/Twitter-Sentiment-Analysis-NLP-Hackathon

Problem Statement: Given the tweets from customers about various tech firms who manufacture and sell mobiles, computers, laptops, etc, the task is to identify if the tweets have a negative sentiment towards such companies or products.

Primary LanguagePythonApache License 2.0Apache-2.0

Twitter Sentiment Analysis NLP Hackathon by AV

Problem Statement

Sentiment analysis remains one of the key problems that has seen extensive application of natural language processing. This time around, given the tweets from customers about various tech firms who manufacture and sell mobiles, computers, laptops, etc, the task is to identify if the tweets have a negative sentiment towards such companies or products.

Data Description

For training the models, a labelled tweets dataset is provided. The dataset is provided in the form of a csv file with each line storing a tweet id, its label and the tweet. The test data file contains only tweet ids and the tweet text with each tweet in a new line.

Dataset

  • train.csv: 7,920 tweets
  • test.csv: 1,953 tweets

Approach and Implementation

Data Preparation

Both the training and test file tweets have been pre-processed using one standardized process as given below:

  • Removing any URLs, twitter user handles, punctuation marks, numbers and whitespaces from the train and test tweets along with converting them to lower case and lemmetizing further to normalize the text datasets to feed into different vector models
  • Using Spacy, BERT and ELMo models to create tweet embeddings with dimensions as (300,), (768,) and (1024,) respectively
  • Using various combinations of the three state-of-the-art vector models so as to create vector arrays of dimenstions (300+768,), (300+1024,), (768+1024,) and (300+768+1024,). These feature vectors were used as an input to feed into different classification models
  • Apart from that, two other features were also extracted from tweets. Using data exploration techniques it was realized that the usage of length of tweet and length of punctuation marks in a tweets could increase the accuracy of a standard LinearSVC model when used in conjuntion with Tf-idf vectorizer. Hence, these features were also normalized using sklearn MinMaxScaler and added as additional features to earlier feature vectors to feed into different classification models

Models Used and Evaluation

From the sklearn machine learning library, two variants of vectorizers namely CountVectorizer and Tf-idf Vectorizers were used apart from the vectors obtained earlier from the combinations of Spacy, BERT, ELMo and text features. These were then fed into five different variants of classifiers that were used for binary classification problem, whereby label '0' depicted a positive opinion and '1' depicted a negative opinion in a tweet. Further, different aspects of KFold library were used as a combination for making different sets of train and test data for cross validation of the learning models.

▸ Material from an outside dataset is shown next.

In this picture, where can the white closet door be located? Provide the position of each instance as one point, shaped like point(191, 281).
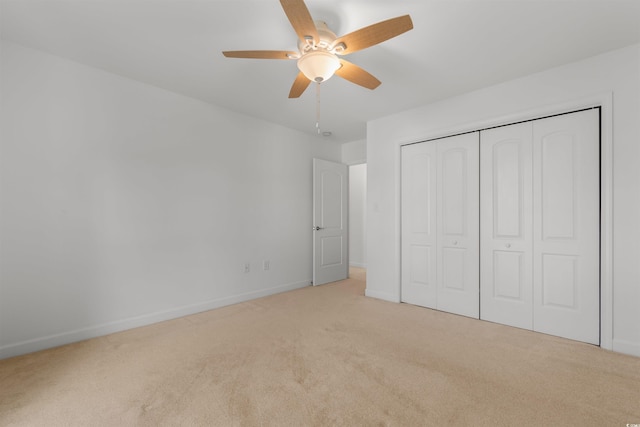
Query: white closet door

  • A variant of feature vectors and LinearSVC achieved an f1 score of 88.40 on the test dataset. f1 score is the standard score Analytics Vidhya uses to evaluate submissions
  • A variant of feature vectors and LogisticRegression achieved an f1 score of 87.56 on the test dataset
  • A variant of feature vectors and RandomForestClassifier achieved an f1 score of 81.96 on the test dataset
  • A variant of feature vectors and DecisionTreeClassifier achieved an f1 score of 77.36 on the test dataset
  • A variant of feature vectors and KNeighborsClassifier achieved an f1 score of 86.44 on the test dataset

Further, Keras a high-level neural networks API was used with TensorFlow as backend to build variations of Multilayer Perceptron (MLP) models. A variety of feature vectors and a variety of MLP models with a combination of different layers including Conv1D, Dense, Flatten, BatchNormalization and Droupout, and with variations of optimizers including Adam and SGD along with further tuning of their respective hyperparameters inluding but not limited to number of nodes, number of MLP layers, relative position of layers, learning rate, batch size, validation split, momemtum, loss, decay and a variation of activation funtions including relu, LeakyReLU, softmax and sigmoid with control measures using important Callbacks including EarlyStopping, ModelCheckpoint, ReduceLROnPlateau were used to build a variety of different deep learning models for the training dataset.

Result

A variation of different combinations of models led to the highest f1 score of 91.44 on the test dataset and it ranked #10 on public leaderboard as on April 21, 2020 with 4733 total number of participants having made 686 number of unique submissions.

Further Scope of Study

  • The results may further be refined using other combinations of word embeddings such as GloVe, Word2Vec and fastText
  • Ensemble of different learning algorythms might be used to increase the prediction accuracy of models further

Acknowlegdement

Many snippets of the code used may have been taken from other open GitHub repositories to ease the rapid production and pace up the flow in the competition. It is acknowledged here that data has been gathered from multiple sources. I am thankful to all of them for their mentorship and help.